Edinburgh Speech Tools  2.4-release
 All Classes Functions Variables Typedefs Enumerations Enumerator Friends Pages
ch_wave

Audio file manipulation

Synopsis

ch_wave [input file0] [input file1] ... -o [output file] [-h ] [-itype string] [-n int] [-f int] [-ibo string] [-iswap ] [-istype string] [-c string] [-start float] [-end float] [-from int] [-to int] [-o ofile] [-otype string] [-F int] [-obo string] [-oswap ] [-ostype string] [-scale float] [-scaleN float] [-lpfilter int] [-hpfilter int] [-forder int] [-fafter ] [-info ] [-add ] [-pc string] [-key ifile] [-divide. ] [-divide ] [-ext string] [-extract string]

ch_wave is used to manipulate the format of a waveform file. Operations include:

  • file format conversion
  • resampling (changing the sampling frequency)
  • byte-swapping
  • making multiple input files into a single multi-channel output file
  • making multiple input files into a single single-channel output file
  • extracting a single channel from a multi-channel waveform
  • scaling the amplitude of the waveform
  • low pass and high pass filtering
  • extracting a time-delimited portion of the waveform

ch_wave is a executable program that serves as a wrap-around for the EST_Wave class and the basic wave manipulation functions. More advanced waveform processing is performed by the signal processing library.

Options

  • -h: Options help
  • -itype: string Input file type (optional). If set to raw, this indicates that the input file does not have a header. While this can be used to specify file types other than raw, this is rarely used for other purposes as the file type of all the existing supported types can be determined automatically from the file's header. If the input file is unheadered, files are assumed to be shorts (16bit). Supported types are nist, est, esps, snd, riff, aiff, audlab, raw, ascii
  • -n: int Number of channels in an unheadered input file
  • -f: int Sample rate in Hertz for an unheadered input file
  • -ibo: string Input byte order in an unheadered input file: possibliities are: MSB , LSB, native or nonnative.

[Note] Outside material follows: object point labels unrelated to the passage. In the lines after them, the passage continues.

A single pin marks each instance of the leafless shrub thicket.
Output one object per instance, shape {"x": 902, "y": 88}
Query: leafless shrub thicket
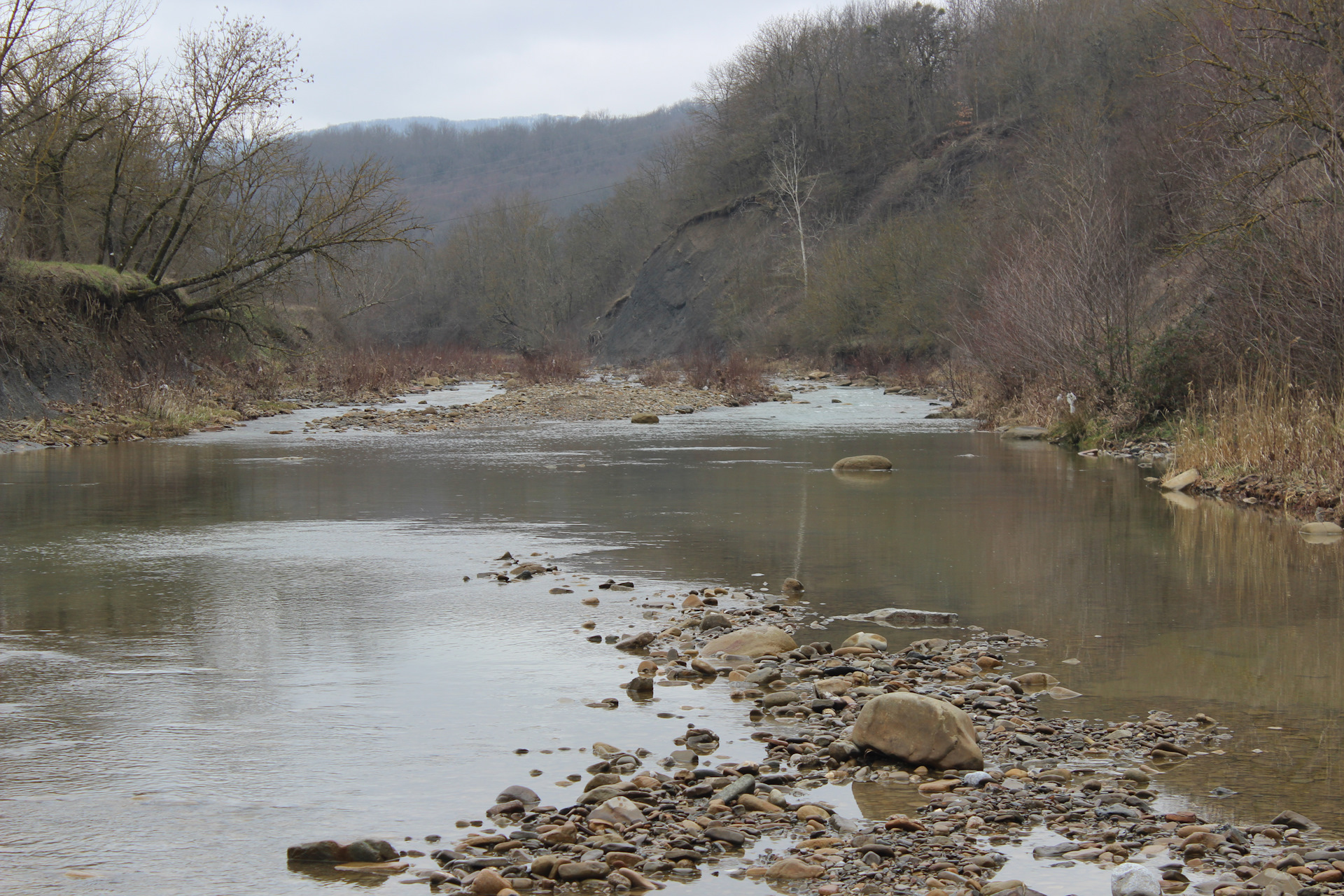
{"x": 183, "y": 174}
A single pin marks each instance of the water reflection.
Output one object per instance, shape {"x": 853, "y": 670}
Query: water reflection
{"x": 209, "y": 653}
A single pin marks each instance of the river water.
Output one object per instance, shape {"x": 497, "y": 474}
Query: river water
{"x": 217, "y": 647}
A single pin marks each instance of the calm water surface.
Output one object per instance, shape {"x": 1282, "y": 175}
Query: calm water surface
{"x": 210, "y": 652}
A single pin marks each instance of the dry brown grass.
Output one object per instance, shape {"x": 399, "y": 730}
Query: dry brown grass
{"x": 660, "y": 374}
{"x": 555, "y": 365}
{"x": 1261, "y": 426}
{"x": 349, "y": 372}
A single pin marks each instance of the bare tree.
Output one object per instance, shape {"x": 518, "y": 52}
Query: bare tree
{"x": 790, "y": 182}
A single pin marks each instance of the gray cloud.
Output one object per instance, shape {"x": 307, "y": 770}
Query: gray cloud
{"x": 464, "y": 59}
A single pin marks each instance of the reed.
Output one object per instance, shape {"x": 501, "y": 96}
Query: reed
{"x": 1266, "y": 426}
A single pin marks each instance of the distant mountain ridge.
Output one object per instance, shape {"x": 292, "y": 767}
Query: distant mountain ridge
{"x": 402, "y": 125}
{"x": 454, "y": 169}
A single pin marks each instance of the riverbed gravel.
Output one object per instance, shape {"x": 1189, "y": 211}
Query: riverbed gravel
{"x": 645, "y": 817}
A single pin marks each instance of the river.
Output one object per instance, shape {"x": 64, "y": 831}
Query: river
{"x": 217, "y": 647}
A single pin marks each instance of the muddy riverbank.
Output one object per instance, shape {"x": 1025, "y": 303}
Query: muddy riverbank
{"x": 227, "y": 644}
{"x": 981, "y": 780}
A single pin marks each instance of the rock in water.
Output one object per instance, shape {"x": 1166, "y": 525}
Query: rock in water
{"x": 487, "y": 883}
{"x": 866, "y": 640}
{"x": 899, "y": 617}
{"x": 524, "y": 796}
{"x": 1322, "y": 528}
{"x": 1037, "y": 680}
{"x": 1133, "y": 879}
{"x": 617, "y": 811}
{"x": 330, "y": 850}
{"x": 753, "y": 643}
{"x": 575, "y": 872}
{"x": 863, "y": 463}
{"x": 1180, "y": 481}
{"x": 918, "y": 729}
{"x": 793, "y": 869}
{"x": 1291, "y": 818}
{"x": 1023, "y": 433}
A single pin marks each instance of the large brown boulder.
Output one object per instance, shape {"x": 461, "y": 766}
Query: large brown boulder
{"x": 753, "y": 643}
{"x": 863, "y": 463}
{"x": 918, "y": 729}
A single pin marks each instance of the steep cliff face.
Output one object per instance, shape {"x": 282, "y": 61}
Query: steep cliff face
{"x": 679, "y": 296}
{"x": 62, "y": 327}
{"x": 723, "y": 279}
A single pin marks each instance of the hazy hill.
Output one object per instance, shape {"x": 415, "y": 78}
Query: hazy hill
{"x": 454, "y": 168}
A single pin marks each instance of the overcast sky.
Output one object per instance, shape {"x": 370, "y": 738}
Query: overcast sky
{"x": 479, "y": 59}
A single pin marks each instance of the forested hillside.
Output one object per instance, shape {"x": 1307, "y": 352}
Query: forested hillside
{"x": 449, "y": 169}
{"x": 1121, "y": 199}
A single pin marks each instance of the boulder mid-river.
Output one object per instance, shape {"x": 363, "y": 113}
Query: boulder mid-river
{"x": 918, "y": 729}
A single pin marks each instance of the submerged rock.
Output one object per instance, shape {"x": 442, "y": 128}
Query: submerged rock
{"x": 335, "y": 853}
{"x": 863, "y": 463}
{"x": 918, "y": 729}
{"x": 1180, "y": 481}
{"x": 866, "y": 640}
{"x": 1023, "y": 433}
{"x": 753, "y": 643}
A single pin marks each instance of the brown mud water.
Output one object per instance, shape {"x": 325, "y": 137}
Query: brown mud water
{"x": 223, "y": 645}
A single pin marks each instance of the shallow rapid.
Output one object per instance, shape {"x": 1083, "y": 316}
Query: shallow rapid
{"x": 218, "y": 647}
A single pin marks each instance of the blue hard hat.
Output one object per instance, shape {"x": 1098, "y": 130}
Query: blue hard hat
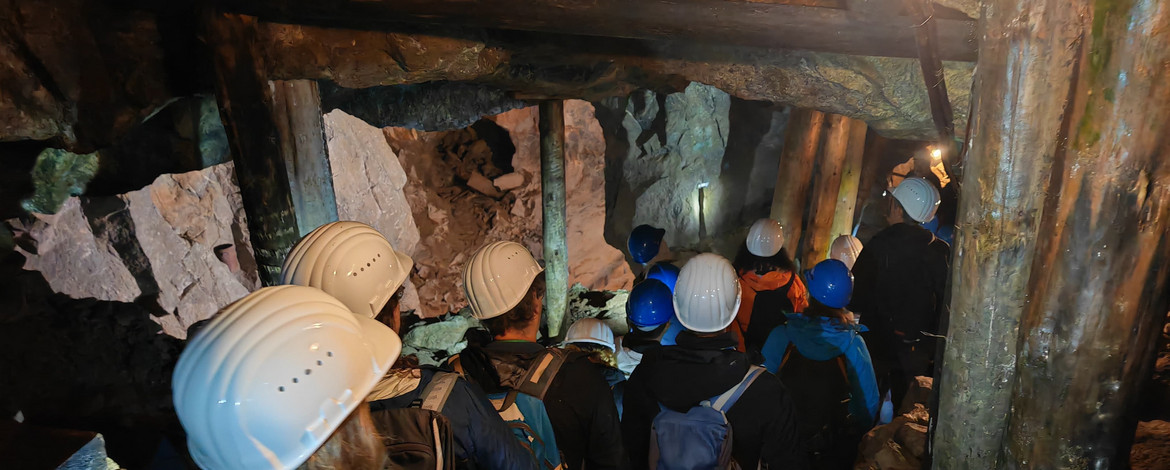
{"x": 830, "y": 283}
{"x": 644, "y": 242}
{"x": 649, "y": 304}
{"x": 666, "y": 272}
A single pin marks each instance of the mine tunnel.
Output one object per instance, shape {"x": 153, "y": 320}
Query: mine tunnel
{"x": 790, "y": 234}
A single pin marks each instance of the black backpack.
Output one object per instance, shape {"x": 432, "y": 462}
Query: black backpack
{"x": 821, "y": 393}
{"x": 419, "y": 437}
{"x": 766, "y": 313}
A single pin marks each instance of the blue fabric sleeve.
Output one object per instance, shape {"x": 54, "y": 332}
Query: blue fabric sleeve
{"x": 866, "y": 402}
{"x": 486, "y": 439}
{"x": 773, "y": 348}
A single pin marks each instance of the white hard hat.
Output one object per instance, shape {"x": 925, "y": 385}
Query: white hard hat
{"x": 274, "y": 374}
{"x": 707, "y": 296}
{"x": 765, "y": 237}
{"x": 350, "y": 261}
{"x": 497, "y": 277}
{"x": 919, "y": 198}
{"x": 591, "y": 330}
{"x": 845, "y": 249}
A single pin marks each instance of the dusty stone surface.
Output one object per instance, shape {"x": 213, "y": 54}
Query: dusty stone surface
{"x": 367, "y": 185}
{"x": 73, "y": 260}
{"x": 455, "y": 220}
{"x": 155, "y": 244}
{"x": 1151, "y": 446}
{"x": 901, "y": 443}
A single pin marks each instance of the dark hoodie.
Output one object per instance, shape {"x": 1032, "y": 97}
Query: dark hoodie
{"x": 578, "y": 401}
{"x": 699, "y": 368}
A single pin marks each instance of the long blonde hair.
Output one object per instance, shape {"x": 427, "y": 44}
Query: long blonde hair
{"x": 355, "y": 446}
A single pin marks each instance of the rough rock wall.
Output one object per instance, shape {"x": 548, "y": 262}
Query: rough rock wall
{"x": 459, "y": 207}
{"x": 665, "y": 151}
{"x": 156, "y": 246}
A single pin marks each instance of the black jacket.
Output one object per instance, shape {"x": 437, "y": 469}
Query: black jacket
{"x": 680, "y": 377}
{"x": 900, "y": 282}
{"x": 482, "y": 440}
{"x": 580, "y": 407}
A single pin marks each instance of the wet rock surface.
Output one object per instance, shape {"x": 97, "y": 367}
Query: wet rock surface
{"x": 455, "y": 215}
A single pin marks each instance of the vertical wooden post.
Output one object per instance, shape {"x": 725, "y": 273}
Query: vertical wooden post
{"x": 552, "y": 189}
{"x": 1099, "y": 292}
{"x": 296, "y": 111}
{"x": 795, "y": 178}
{"x": 851, "y": 180}
{"x": 826, "y": 185}
{"x": 245, "y": 98}
{"x": 1026, "y": 55}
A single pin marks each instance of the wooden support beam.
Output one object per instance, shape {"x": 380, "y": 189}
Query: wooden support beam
{"x": 795, "y": 177}
{"x": 818, "y": 232}
{"x": 1020, "y": 88}
{"x": 1098, "y": 294}
{"x": 851, "y": 180}
{"x": 733, "y": 22}
{"x": 245, "y": 98}
{"x": 552, "y": 189}
{"x": 296, "y": 111}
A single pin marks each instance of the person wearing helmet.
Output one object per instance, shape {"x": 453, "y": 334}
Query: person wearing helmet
{"x": 649, "y": 315}
{"x": 704, "y": 364}
{"x": 821, "y": 358}
{"x": 845, "y": 249}
{"x": 900, "y": 281}
{"x": 357, "y": 264}
{"x": 770, "y": 285}
{"x": 504, "y": 289}
{"x": 646, "y": 244}
{"x": 593, "y": 338}
{"x": 279, "y": 379}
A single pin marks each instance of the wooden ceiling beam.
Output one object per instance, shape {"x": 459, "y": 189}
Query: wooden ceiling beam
{"x": 731, "y": 22}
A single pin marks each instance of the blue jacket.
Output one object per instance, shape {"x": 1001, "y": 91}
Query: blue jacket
{"x": 819, "y": 338}
{"x": 481, "y": 437}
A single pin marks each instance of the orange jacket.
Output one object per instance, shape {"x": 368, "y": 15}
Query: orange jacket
{"x": 751, "y": 283}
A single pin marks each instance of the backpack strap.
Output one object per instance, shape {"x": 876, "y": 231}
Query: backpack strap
{"x": 723, "y": 402}
{"x": 541, "y": 372}
{"x": 434, "y": 395}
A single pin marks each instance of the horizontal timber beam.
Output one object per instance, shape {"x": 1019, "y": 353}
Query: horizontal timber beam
{"x": 733, "y": 22}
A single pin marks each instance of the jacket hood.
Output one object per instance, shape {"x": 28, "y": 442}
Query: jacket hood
{"x": 820, "y": 338}
{"x": 710, "y": 365}
{"x": 769, "y": 281}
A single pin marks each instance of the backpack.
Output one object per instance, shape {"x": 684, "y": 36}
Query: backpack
{"x": 766, "y": 313}
{"x": 419, "y": 437}
{"x": 701, "y": 437}
{"x": 521, "y": 407}
{"x": 820, "y": 391}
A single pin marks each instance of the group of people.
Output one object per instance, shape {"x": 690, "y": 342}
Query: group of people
{"x": 725, "y": 363}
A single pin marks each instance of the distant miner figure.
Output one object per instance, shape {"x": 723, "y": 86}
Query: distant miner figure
{"x": 770, "y": 284}
{"x": 678, "y": 398}
{"x": 504, "y": 287}
{"x": 900, "y": 280}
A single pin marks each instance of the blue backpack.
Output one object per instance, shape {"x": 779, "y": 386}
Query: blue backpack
{"x": 701, "y": 437}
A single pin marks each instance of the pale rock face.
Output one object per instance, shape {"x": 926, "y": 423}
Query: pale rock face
{"x": 73, "y": 261}
{"x": 455, "y": 221}
{"x": 367, "y": 184}
{"x": 165, "y": 247}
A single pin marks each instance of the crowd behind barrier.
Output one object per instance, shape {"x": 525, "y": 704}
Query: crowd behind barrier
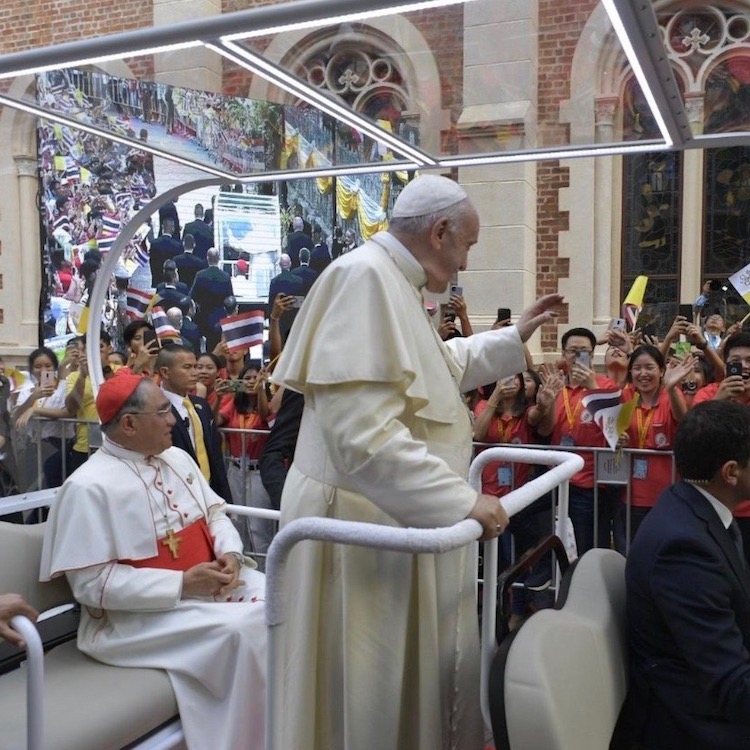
{"x": 611, "y": 468}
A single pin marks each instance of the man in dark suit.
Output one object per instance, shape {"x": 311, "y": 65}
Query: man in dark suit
{"x": 321, "y": 255}
{"x": 304, "y": 271}
{"x": 171, "y": 290}
{"x": 688, "y": 596}
{"x": 296, "y": 240}
{"x": 189, "y": 331}
{"x": 287, "y": 283}
{"x": 201, "y": 231}
{"x": 194, "y": 430}
{"x": 188, "y": 264}
{"x": 210, "y": 288}
{"x": 163, "y": 248}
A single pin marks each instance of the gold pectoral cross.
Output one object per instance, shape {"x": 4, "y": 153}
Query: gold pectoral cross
{"x": 173, "y": 542}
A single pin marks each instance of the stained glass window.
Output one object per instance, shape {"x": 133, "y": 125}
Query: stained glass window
{"x": 726, "y": 241}
{"x": 651, "y": 232}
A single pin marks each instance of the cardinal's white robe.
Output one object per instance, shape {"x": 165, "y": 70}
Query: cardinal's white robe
{"x": 381, "y": 649}
{"x": 112, "y": 509}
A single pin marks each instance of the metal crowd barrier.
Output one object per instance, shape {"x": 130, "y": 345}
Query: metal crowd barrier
{"x": 611, "y": 468}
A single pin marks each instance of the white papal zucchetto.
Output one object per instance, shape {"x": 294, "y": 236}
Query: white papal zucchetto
{"x": 427, "y": 195}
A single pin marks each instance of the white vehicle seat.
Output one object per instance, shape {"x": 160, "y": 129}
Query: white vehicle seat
{"x": 563, "y": 673}
{"x": 88, "y": 705}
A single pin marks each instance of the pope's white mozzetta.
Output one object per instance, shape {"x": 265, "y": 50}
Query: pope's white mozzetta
{"x": 382, "y": 649}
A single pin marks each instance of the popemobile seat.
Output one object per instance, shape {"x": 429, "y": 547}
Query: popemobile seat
{"x": 88, "y": 705}
{"x": 559, "y": 681}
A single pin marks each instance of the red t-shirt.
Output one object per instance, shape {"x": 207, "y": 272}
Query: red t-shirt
{"x": 652, "y": 429}
{"x": 574, "y": 426}
{"x": 498, "y": 475}
{"x": 251, "y": 421}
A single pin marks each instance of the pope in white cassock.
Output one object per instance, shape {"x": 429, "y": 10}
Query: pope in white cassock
{"x": 381, "y": 651}
{"x": 159, "y": 571}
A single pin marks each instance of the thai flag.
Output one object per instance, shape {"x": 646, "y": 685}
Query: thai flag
{"x": 72, "y": 173}
{"x": 110, "y": 224}
{"x": 141, "y": 255}
{"x": 608, "y": 411}
{"x": 124, "y": 202}
{"x": 164, "y": 329}
{"x": 69, "y": 139}
{"x": 104, "y": 244}
{"x": 137, "y": 301}
{"x": 243, "y": 331}
{"x": 62, "y": 222}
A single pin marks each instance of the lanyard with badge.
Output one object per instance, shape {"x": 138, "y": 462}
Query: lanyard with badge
{"x": 572, "y": 416}
{"x": 504, "y": 473}
{"x": 640, "y": 465}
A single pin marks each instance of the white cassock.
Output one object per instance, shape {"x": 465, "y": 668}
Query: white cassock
{"x": 112, "y": 509}
{"x": 382, "y": 649}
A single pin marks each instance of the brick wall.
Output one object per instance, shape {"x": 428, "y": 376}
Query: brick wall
{"x": 441, "y": 28}
{"x": 560, "y": 26}
{"x": 28, "y": 24}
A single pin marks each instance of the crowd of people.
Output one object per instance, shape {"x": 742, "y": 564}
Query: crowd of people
{"x": 353, "y": 416}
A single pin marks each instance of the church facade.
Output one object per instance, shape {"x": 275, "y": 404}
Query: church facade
{"x": 484, "y": 76}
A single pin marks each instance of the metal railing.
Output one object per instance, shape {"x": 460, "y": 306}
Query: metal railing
{"x": 611, "y": 468}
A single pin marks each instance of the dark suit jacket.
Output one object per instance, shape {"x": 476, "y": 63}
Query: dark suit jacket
{"x": 171, "y": 295}
{"x": 204, "y": 237}
{"x": 688, "y": 601}
{"x": 190, "y": 334}
{"x": 181, "y": 439}
{"x": 307, "y": 275}
{"x": 287, "y": 282}
{"x": 162, "y": 249}
{"x": 295, "y": 241}
{"x": 188, "y": 265}
{"x": 320, "y": 258}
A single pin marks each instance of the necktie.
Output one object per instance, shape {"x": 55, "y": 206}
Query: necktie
{"x": 200, "y": 443}
{"x": 734, "y": 532}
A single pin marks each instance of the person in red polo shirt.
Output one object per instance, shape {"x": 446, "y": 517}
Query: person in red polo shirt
{"x": 570, "y": 425}
{"x": 661, "y": 405}
{"x": 734, "y": 387}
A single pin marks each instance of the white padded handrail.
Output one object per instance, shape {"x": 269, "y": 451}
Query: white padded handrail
{"x": 396, "y": 539}
{"x": 34, "y": 681}
{"x": 415, "y": 541}
{"x": 564, "y": 465}
{"x": 27, "y": 500}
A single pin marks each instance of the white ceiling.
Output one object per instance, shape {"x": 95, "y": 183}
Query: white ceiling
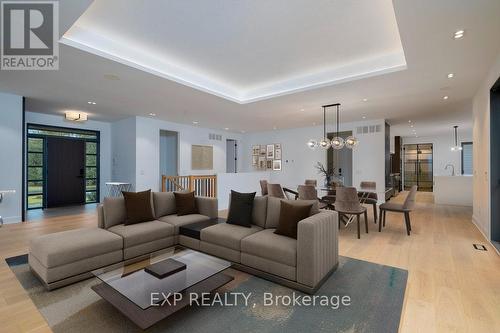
{"x": 245, "y": 50}
{"x": 425, "y": 28}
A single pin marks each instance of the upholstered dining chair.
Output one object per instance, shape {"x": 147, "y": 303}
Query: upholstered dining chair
{"x": 370, "y": 198}
{"x": 309, "y": 192}
{"x": 312, "y": 182}
{"x": 405, "y": 208}
{"x": 263, "y": 186}
{"x": 347, "y": 203}
{"x": 275, "y": 190}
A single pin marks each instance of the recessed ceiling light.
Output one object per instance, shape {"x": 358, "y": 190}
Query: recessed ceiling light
{"x": 459, "y": 34}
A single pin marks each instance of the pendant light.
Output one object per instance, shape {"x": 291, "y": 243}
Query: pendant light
{"x": 456, "y": 147}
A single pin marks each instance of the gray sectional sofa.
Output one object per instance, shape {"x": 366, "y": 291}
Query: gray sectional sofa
{"x": 66, "y": 257}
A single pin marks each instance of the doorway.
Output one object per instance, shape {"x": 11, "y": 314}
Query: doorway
{"x": 62, "y": 166}
{"x": 231, "y": 156}
{"x": 340, "y": 160}
{"x": 417, "y": 164}
{"x": 168, "y": 153}
{"x": 495, "y": 164}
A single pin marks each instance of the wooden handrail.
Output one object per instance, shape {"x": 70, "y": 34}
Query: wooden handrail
{"x": 202, "y": 185}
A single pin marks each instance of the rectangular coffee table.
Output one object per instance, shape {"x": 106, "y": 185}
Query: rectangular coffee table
{"x": 129, "y": 288}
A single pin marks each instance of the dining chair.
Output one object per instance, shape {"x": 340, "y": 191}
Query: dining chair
{"x": 263, "y": 186}
{"x": 309, "y": 192}
{"x": 405, "y": 208}
{"x": 312, "y": 182}
{"x": 275, "y": 190}
{"x": 347, "y": 203}
{"x": 370, "y": 198}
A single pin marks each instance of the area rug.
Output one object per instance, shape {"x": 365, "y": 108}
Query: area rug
{"x": 376, "y": 295}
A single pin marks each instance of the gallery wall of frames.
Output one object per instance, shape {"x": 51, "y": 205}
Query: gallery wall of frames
{"x": 267, "y": 157}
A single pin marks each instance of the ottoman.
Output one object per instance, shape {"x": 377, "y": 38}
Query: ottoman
{"x": 66, "y": 257}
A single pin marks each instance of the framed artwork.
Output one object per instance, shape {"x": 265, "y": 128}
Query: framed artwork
{"x": 255, "y": 150}
{"x": 263, "y": 150}
{"x": 270, "y": 152}
{"x": 277, "y": 153}
{"x": 269, "y": 164}
{"x": 262, "y": 162}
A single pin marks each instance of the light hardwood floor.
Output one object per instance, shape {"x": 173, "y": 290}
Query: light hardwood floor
{"x": 451, "y": 287}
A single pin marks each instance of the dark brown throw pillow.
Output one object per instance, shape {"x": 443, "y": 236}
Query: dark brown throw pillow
{"x": 240, "y": 209}
{"x": 185, "y": 203}
{"x": 138, "y": 207}
{"x": 290, "y": 216}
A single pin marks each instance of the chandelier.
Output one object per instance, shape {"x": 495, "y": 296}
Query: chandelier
{"x": 337, "y": 142}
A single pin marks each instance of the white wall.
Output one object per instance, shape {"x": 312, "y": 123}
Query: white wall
{"x": 298, "y": 160}
{"x": 481, "y": 129}
{"x": 105, "y": 139}
{"x": 11, "y": 143}
{"x": 148, "y": 151}
{"x": 123, "y": 150}
{"x": 442, "y": 154}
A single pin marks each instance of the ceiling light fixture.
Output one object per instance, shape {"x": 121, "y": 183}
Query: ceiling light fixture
{"x": 456, "y": 147}
{"x": 75, "y": 116}
{"x": 459, "y": 34}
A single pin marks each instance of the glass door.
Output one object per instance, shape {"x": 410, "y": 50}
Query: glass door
{"x": 418, "y": 166}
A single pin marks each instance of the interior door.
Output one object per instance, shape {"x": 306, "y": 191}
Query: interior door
{"x": 65, "y": 172}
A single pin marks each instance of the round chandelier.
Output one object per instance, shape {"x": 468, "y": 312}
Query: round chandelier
{"x": 337, "y": 142}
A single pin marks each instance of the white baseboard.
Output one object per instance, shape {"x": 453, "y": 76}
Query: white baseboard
{"x": 477, "y": 225}
{"x": 11, "y": 219}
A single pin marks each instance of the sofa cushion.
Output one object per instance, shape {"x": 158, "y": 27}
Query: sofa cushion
{"x": 177, "y": 221}
{"x": 185, "y": 203}
{"x": 135, "y": 234}
{"x": 240, "y": 209}
{"x": 274, "y": 209}
{"x": 266, "y": 244}
{"x": 164, "y": 203}
{"x": 139, "y": 207}
{"x": 65, "y": 247}
{"x": 227, "y": 235}
{"x": 290, "y": 216}
{"x": 259, "y": 211}
{"x": 114, "y": 211}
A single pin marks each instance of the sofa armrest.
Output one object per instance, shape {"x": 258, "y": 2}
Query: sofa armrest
{"x": 100, "y": 216}
{"x": 317, "y": 247}
{"x": 207, "y": 206}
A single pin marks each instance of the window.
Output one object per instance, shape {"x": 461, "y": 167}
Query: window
{"x": 36, "y": 166}
{"x": 467, "y": 158}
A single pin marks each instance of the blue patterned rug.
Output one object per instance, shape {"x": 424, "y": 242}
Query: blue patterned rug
{"x": 376, "y": 294}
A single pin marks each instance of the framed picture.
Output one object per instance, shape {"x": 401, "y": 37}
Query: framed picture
{"x": 262, "y": 162}
{"x": 277, "y": 165}
{"x": 255, "y": 150}
{"x": 263, "y": 150}
{"x": 269, "y": 164}
{"x": 270, "y": 152}
{"x": 277, "y": 153}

Suns, HP, SGI Mips, M68000 are MSB (big endian) Intel, Alpha, DEC Mips, Vax are LSB (little endian)
  • -iswap: Swap bytes. (For use on an unheadered input file)
  • -istype: string Sample type in an unheadered input file: short, mulaw, byte, ascii
  • -c: string Select a single channel (starts from 0). Waveforms can have multiple channels. This option extracts a single channel for progcessing and discards the rest.
  • -start: float Extract sub-wave starting at this time, specified in seconds
  • -end: float Extract sub-wave ending at this time, specified in seconds
  • -from: int Extract sub-wave starting at this sample point
  • -to: int Extract sub-wave ending at this sample point
  • -o: ofile Output filename. If not specified output is to stdout.
  • -otype: string Output file type, (optional). If no type is Specified the type of the input file is assumed. Supported types are: nist, est, esps, snd, riff, aiff, audlab, raw, ascii
  • -F: int Output sample rate in Hz. If this is different from the input sample rate, resampling will occur
  • -obo: string Output byte order: MSB, LSB, native, or nonnative. Suns, HP, SGI Mips, M68000 are MSB (big endian) Intel, Alpha, DEC Mips, Vax are LSB (little endian)
  • -oswap: Swap bytes when saving to output
  • -ostype: string Output sample type: short, mulaw, byte or ascii
  • -scale: float Scaling factor. Increase or descrease the amplitude of the whole waveform by the factor given
  • -scaleN: float Scaling factor with normalization. The waveform is scaled to its maximum level, after which it is scaled by the factor given
  • -lpfilter: int Low pass filter, with cutoff frequency in Hz Filtering is performed by a FIR filter which is built at run time. The order of the filter can be given by -forder. The default value is 199
  • -hpfilter: int High pass filter, with cutoff frequency in Hz Filtering is performed by a FIR filter which is built at run time. The order of the filter can be given by -forder. The default value is 199.
  • -forder: int Order of FIR filter used for lpfilter and hpfilter. This must be ODD. Sensible values range from 19 (quick but with a shallow rolloff) to 199 (slow but with a steep rolloff). The default is 199.
  • -fafter: Do filtering after other operations such as resampling (default : filter before other operations)
  • -info: Print information about file and header. This option gives useful information such as file length, sampling rate, number of channels etc No output is produced
  • -add: A new single channel waveform is created by adding the corresponding sample points of each input waveform
  • -pc: string Combine input waveforms to form a single multichannel waveform. The argument to this option controls how long the new waveform should be. If the option is LONGEST, the output wave if the length of the longest input wave and shorter waves are padded with zeros at the end. If the option is FIRST, the length of the new waveform is the length of the first file on the command line, and subsequent waves are padded or cut to this length
  • -key: ifile Label file designating subsections, for use with
  • -divide.: The KEYLAB file is a label file which specifies where chunks (such as individual sentences) in a waveform begin and end. See section of wave extraction.
  • -divide: Divide a single input waveform into multiple output waveforms. Each output waveform is extracted from the input waveform by using the KEYLAB file, which specifies the start and stop times for each chunk. The output files are named according to the filename in the KEYLAB file, with extension given by -ext. See section on wave extraction
  • -ext: string File extension for divided waveforms
  • -extract: string Used in conjunction with -key to extract a single section of waveform from the input waveform. The argument is the name of a file given in the file column of the KEYLAB file.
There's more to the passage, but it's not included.